In the [Sample] field, each value ends with either "LV" or "RV".
These do not refer to insurance companies and motor-homes but instead to whether the poll results are for "likely voters" or "registered voters".

There are number of different ways of creating a new [Sample Type] field containing these labels, none of which are wrong  however we opted to use a single calculated field with a CASE statement and the RIGHT() function:

[Sample Type]

CASE RIGHT([Sample], 2)
    WHEN "LV" THEN "Likely Voter"
    WHEN "RV" THEN "Registered Voter"
    ELSE "Unknown"
END


By checking the two right-most characters in the [Sample] field we can assign the [Sample Type] label appropriately. 

1.3 Cleaning up the dates

To clean up the dates and obtain the [End Date] field we need to convert the second half of the [Date] field into an actual date. A good starting point is to extract this section using a Custom Split so we can make our future calculations simpler.


By opting to split on the last 1 space we successfully get the end day and month for each poll.

Before we convert this day and month to a date, we need to be careful as some polls are in 2019 whilst others are in 2020. As these polls have all taken place recently it is safe to assume any results with an end date in December aren't somehow predicting the future but instead refer to 2019 results. 

To reflect this, we use CASE statement and the LEFT() function to create a [Year] field.

[Year]

CASE LEFT([Date],2)
    WHEN "12" THEN "2019"
    ELSE "2020"
END


By checking if the month part of [Date] is "12", i.e. is in December, we can assign the appropriate label.

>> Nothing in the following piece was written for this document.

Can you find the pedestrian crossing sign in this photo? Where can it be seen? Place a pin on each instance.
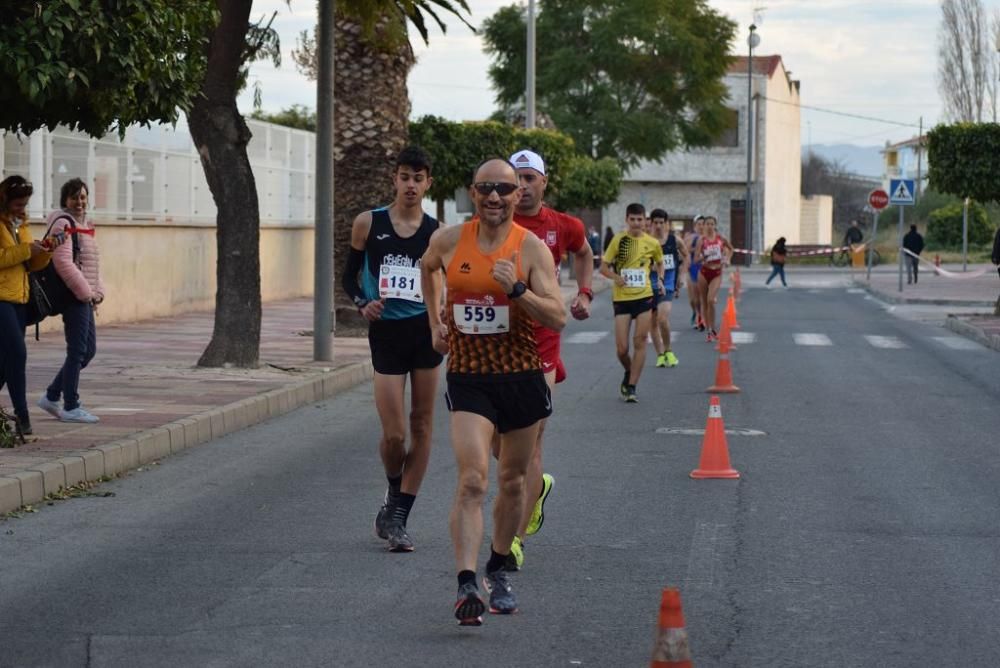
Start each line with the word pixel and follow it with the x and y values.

Finally, we can create our actual [End Date] field using the DATEPARSE() function to combine and convert the [Year] and [Date] fields.

[End Date]

DATE(
    DATEPARSE(
        "yyyy/M/dd"
        ,[Year] + "/" + [Date]
    )
)


In this calculation we concatenate [Year] and [Date] separated by a "/" and then let Tableau know how this string should be converted to a date using the "yyyy/M/dd" input.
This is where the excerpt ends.